In Macabre, Howard Nelson plays a door to door salesman paying a house call on Monique. Howard is immediately distracted from his sales pitch by a copy of 1960s femdom magazine ‘Bizarre Life’ on her coffee table, followed by Monique flashing a tit in his direction , two sights which Howard reacts to with nervousness bordering on fear. The worse is yet to come as Monique spikes Howard’s drink, causing him to pass out. Cue a quick dissolve, followed by Howard waking up shirtless and tied to a rack in a torture dungeon. Monique has undergone a costume change herself, and re-emerges dressed in leather and wielding a whip, much to Howard’s horror. Macabre then turns severe, with Monique whipping the bejesus out of Howard, blood flying in his face and his torso and features quickly becoming a barely distinguishable blur of muscle and blood, all intercut with Monique cracking the whip with such vigour that Marks goes in for a close up of her chest just as it looks like her cleavage might pop out of that leather outfit. Evidentially Monique didn’t spend as much effort in tying Howard down as she does whipping him, as Howard manages to break free of the rack and pursues his leather clad tormentor around the dungeon. In spite of Howard’s bodybuilder frame, he and Monique seem like an equal match for each other as they wrestle about the floor of the dungeon. With Howard weakened from the whipping however it is Monique who eventually gains the upper hand, throwing an oversized skull at Howard which leaves him with a massive head wound and vomiting up a mouthful of blood.

The violence in Macabre is the real turn up for the books here- given that there is little else in Marks’ career to suggest he was a gorehound- yet Macabre positively revels in hurling stage blood over its lead actor.

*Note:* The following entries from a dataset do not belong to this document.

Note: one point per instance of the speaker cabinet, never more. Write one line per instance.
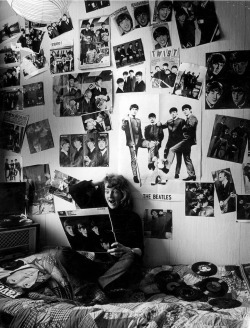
(18, 241)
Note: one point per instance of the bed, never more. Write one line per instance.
(142, 306)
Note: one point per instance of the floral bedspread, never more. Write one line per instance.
(158, 310)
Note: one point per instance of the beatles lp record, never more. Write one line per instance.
(204, 269)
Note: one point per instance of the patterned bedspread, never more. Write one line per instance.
(158, 310)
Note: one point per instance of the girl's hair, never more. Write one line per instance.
(121, 184)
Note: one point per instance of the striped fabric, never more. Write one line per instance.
(40, 11)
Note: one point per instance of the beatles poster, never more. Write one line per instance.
(82, 93)
(94, 43)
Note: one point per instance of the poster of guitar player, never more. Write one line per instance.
(82, 93)
(224, 186)
(159, 141)
(94, 42)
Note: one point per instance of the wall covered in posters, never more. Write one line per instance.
(175, 78)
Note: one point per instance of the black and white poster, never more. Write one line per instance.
(129, 53)
(39, 199)
(196, 22)
(39, 136)
(141, 11)
(158, 223)
(243, 208)
(91, 150)
(227, 80)
(62, 57)
(199, 199)
(60, 184)
(11, 99)
(190, 80)
(94, 43)
(33, 94)
(88, 230)
(224, 186)
(229, 138)
(123, 20)
(162, 11)
(60, 27)
(161, 36)
(164, 65)
(82, 93)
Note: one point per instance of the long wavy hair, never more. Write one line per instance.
(121, 184)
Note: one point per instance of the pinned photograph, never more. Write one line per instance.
(129, 53)
(196, 22)
(141, 11)
(39, 200)
(224, 186)
(123, 20)
(228, 80)
(158, 224)
(94, 43)
(62, 57)
(199, 199)
(33, 64)
(95, 5)
(246, 176)
(9, 77)
(131, 81)
(162, 11)
(189, 81)
(229, 138)
(10, 55)
(12, 171)
(12, 129)
(9, 29)
(60, 184)
(31, 38)
(164, 65)
(39, 136)
(96, 122)
(243, 208)
(161, 36)
(96, 150)
(60, 27)
(88, 230)
(82, 93)
(11, 99)
(33, 94)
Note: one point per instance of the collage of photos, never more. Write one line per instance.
(33, 94)
(229, 138)
(164, 65)
(82, 93)
(190, 80)
(94, 43)
(60, 184)
(88, 229)
(62, 57)
(228, 80)
(129, 53)
(39, 200)
(63, 25)
(39, 136)
(12, 130)
(12, 169)
(91, 150)
(131, 81)
(225, 189)
(199, 199)
(11, 99)
(158, 223)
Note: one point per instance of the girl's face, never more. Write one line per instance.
(126, 25)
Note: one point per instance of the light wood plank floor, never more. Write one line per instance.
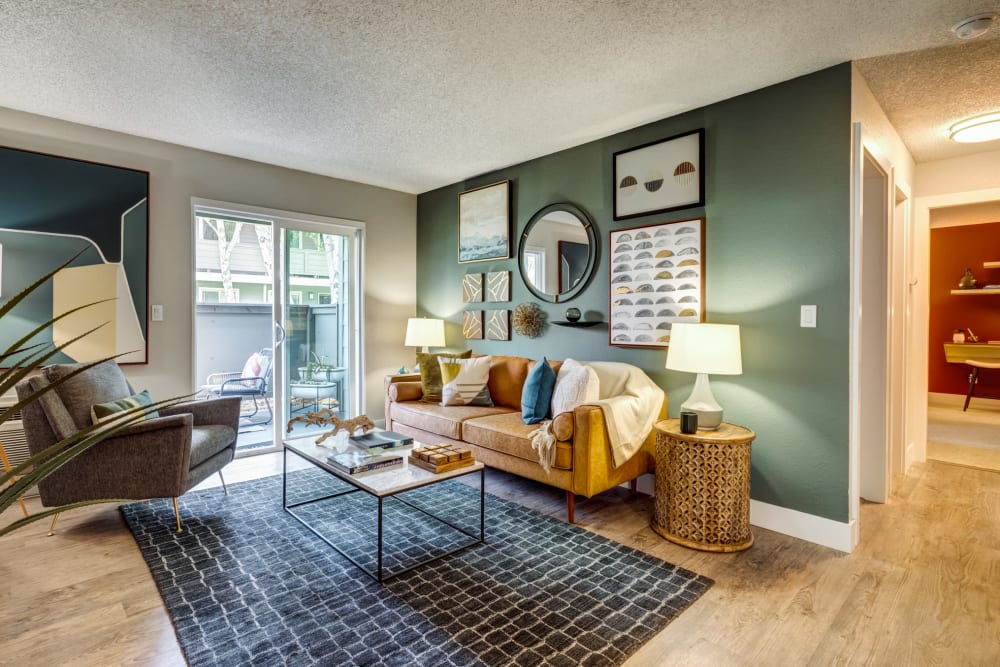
(923, 588)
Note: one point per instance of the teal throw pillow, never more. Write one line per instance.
(536, 397)
(103, 411)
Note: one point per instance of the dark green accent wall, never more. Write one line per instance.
(777, 236)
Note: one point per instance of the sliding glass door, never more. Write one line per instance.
(277, 318)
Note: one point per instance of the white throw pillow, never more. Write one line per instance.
(464, 379)
(576, 384)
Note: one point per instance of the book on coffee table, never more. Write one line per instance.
(381, 439)
(354, 462)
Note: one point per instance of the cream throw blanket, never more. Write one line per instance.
(631, 404)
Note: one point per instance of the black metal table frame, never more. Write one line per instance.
(378, 575)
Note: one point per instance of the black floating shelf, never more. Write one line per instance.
(588, 323)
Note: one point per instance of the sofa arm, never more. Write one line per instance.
(221, 411)
(390, 380)
(594, 468)
(148, 459)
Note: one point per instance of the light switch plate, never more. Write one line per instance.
(807, 317)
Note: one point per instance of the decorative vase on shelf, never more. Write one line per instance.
(968, 281)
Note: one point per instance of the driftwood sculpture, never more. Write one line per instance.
(325, 417)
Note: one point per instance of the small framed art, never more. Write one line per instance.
(657, 279)
(661, 176)
(484, 223)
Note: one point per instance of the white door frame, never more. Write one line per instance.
(305, 222)
(860, 148)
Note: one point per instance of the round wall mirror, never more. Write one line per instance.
(558, 252)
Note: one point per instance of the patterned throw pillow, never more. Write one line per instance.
(430, 373)
(536, 397)
(104, 411)
(576, 384)
(464, 381)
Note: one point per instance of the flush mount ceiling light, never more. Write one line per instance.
(977, 129)
(974, 26)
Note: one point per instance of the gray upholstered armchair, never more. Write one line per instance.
(162, 457)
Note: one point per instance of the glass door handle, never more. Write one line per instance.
(279, 334)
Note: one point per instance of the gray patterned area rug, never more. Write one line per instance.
(245, 583)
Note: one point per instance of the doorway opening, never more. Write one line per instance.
(277, 317)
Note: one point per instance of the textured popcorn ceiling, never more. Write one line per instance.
(415, 94)
(925, 92)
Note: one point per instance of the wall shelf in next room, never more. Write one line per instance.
(976, 292)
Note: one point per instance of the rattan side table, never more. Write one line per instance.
(702, 496)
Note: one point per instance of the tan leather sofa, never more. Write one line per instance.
(499, 437)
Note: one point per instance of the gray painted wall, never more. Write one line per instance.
(177, 174)
(778, 234)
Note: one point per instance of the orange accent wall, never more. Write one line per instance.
(953, 249)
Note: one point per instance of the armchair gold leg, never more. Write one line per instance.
(177, 515)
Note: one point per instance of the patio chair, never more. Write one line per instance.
(160, 457)
(252, 382)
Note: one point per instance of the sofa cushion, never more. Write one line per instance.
(430, 373)
(99, 384)
(508, 434)
(465, 381)
(536, 399)
(576, 384)
(507, 376)
(445, 421)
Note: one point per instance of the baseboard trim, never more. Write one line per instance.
(808, 527)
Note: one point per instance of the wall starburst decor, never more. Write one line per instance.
(528, 320)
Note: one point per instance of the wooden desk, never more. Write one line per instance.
(957, 353)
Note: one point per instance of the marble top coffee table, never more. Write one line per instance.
(382, 484)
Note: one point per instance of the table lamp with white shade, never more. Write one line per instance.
(424, 332)
(705, 349)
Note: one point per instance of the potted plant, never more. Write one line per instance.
(18, 361)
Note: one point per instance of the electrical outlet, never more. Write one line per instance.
(807, 317)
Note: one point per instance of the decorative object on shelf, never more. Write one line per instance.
(498, 324)
(661, 176)
(472, 288)
(484, 223)
(558, 252)
(528, 320)
(705, 349)
(326, 417)
(967, 281)
(689, 422)
(657, 279)
(498, 286)
(101, 208)
(584, 324)
(472, 324)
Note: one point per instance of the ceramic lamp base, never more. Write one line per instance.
(703, 402)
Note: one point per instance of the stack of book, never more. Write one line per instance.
(381, 440)
(358, 460)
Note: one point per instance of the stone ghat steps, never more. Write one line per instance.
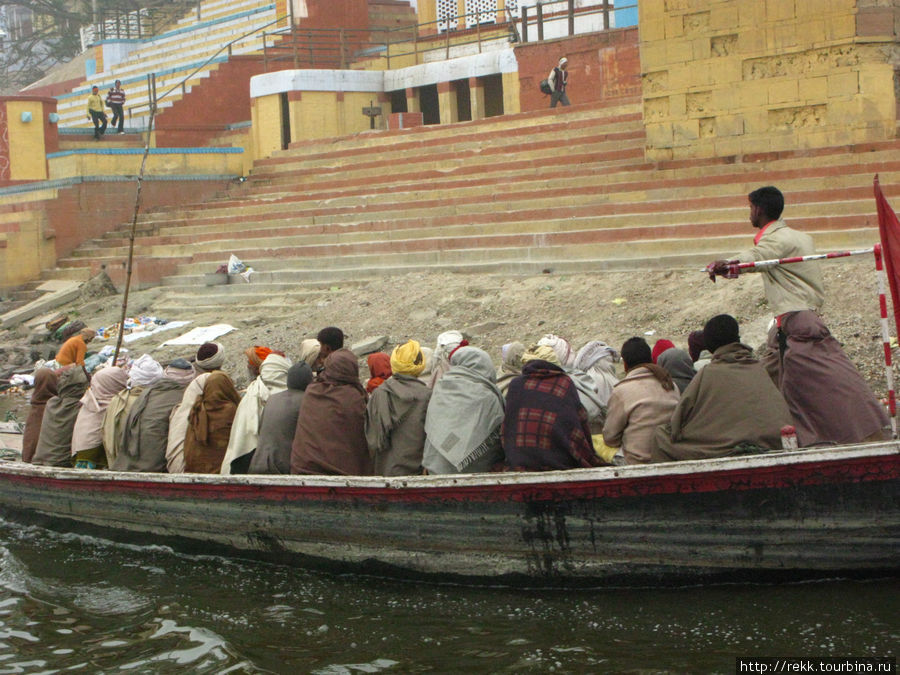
(609, 172)
(507, 133)
(501, 260)
(533, 122)
(582, 182)
(845, 193)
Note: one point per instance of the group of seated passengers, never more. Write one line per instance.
(448, 410)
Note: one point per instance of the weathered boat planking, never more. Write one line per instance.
(830, 512)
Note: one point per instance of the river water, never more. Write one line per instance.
(75, 603)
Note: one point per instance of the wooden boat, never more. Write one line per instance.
(828, 512)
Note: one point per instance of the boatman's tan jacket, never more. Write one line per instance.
(793, 287)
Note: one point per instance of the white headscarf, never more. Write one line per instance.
(144, 372)
(598, 360)
(446, 343)
(272, 379)
(562, 348)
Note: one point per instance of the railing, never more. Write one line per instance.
(137, 24)
(337, 48)
(182, 85)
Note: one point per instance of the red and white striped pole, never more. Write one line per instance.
(886, 339)
(735, 268)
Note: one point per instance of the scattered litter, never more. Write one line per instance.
(235, 266)
(22, 380)
(157, 328)
(136, 328)
(199, 335)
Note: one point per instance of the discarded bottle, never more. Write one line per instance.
(789, 438)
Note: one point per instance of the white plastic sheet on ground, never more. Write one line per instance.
(199, 335)
(137, 335)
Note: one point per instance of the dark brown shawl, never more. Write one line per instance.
(330, 436)
(209, 425)
(828, 398)
(545, 426)
(54, 447)
(279, 422)
(44, 390)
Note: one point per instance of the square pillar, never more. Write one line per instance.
(412, 100)
(447, 103)
(476, 98)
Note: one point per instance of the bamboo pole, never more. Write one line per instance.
(131, 234)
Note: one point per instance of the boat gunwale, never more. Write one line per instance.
(476, 481)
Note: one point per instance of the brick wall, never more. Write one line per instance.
(728, 77)
(602, 66)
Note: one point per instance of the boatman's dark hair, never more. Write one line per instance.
(332, 337)
(770, 200)
(721, 330)
(636, 352)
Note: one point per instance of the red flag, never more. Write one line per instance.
(889, 228)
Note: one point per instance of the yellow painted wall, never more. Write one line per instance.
(26, 141)
(511, 102)
(25, 252)
(69, 166)
(265, 113)
(727, 77)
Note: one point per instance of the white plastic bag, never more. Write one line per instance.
(235, 266)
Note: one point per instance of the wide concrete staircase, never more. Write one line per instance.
(182, 51)
(565, 190)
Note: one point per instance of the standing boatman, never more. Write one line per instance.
(115, 99)
(96, 113)
(828, 398)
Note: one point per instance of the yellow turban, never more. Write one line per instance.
(407, 359)
(541, 352)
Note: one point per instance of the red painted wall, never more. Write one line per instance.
(221, 99)
(602, 66)
(86, 211)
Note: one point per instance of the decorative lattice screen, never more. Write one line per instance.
(446, 15)
(488, 9)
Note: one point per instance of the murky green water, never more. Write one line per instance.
(82, 604)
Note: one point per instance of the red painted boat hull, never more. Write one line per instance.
(788, 515)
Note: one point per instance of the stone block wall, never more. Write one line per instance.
(731, 77)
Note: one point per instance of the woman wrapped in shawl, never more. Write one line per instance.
(395, 415)
(330, 436)
(564, 352)
(678, 364)
(209, 424)
(279, 422)
(818, 381)
(447, 342)
(599, 360)
(144, 372)
(587, 392)
(272, 379)
(87, 436)
(54, 446)
(462, 426)
(44, 390)
(510, 366)
(146, 431)
(545, 426)
(379, 370)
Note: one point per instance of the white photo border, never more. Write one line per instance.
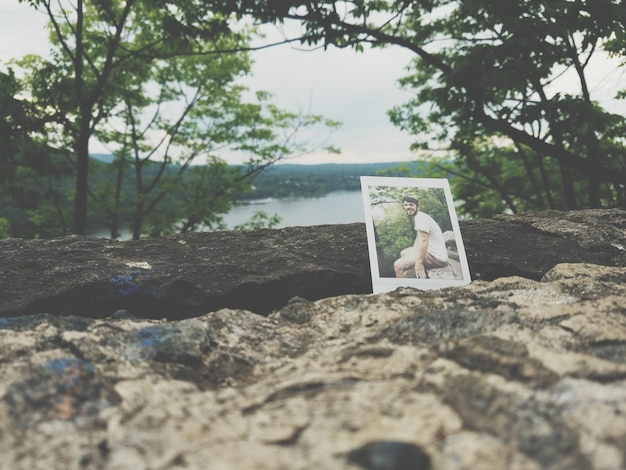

Curiously the nudity in the film is extremely light by Marks’ standards and plays second fiddle to the sadism, indicating the film was an attempt by Marks to diversify and court the leather, blood and whips crowd that Pattern of Evil was seemingly aimed at. Whilst the gore in Macabre is ultimately over the top and unrealistic in a H.G. Lewis fashion, it is a textbook example of how the unregulated 8mm film world could often be more daring than the censor controlled British feature films of the time were able to be. Compare and contrast Macabre with Tigon’s horror film Curse of the Crimson Altar- made the same year- whose dungeon scenes are somewhat Marks-ian in their utilization of out of work glamour models and musclemen, but whose attempts at sadism inevitably fell foul of the censors and look tame indeed compared to what Marks was getting away with here.



Macabre might be an atypical production for Marks- no men with fake comedy moustaches or Stuart Samuels looking shocked at the sight of naked birds are on display here- buts it is perfectly cast. Monique truly bares her claws, in a way that can be jarring especially if your mental image of her is informed by the cute, alluring creature you encounter in Sexy Strip and Volcano, still it is hard to deny that she is every bit as spectacular in her kinky boots and skin tight leather gear. Howard Nelson also seems to be in his element, looking every inch like the star of a 1960s Italian peplum and cast in a role that sees him play out the bodybuilder fantasy of being envisioned as the shirtless, muscular hero able to break free of his chains and take on his tormentor.

On the basis of Macabre, Pattern of Evil- which tantalisingly offers the prospect of a feature length version of this kinky diversion in Marks’ career- could well turn out to be a doozy should it one day escape from its current obscurity.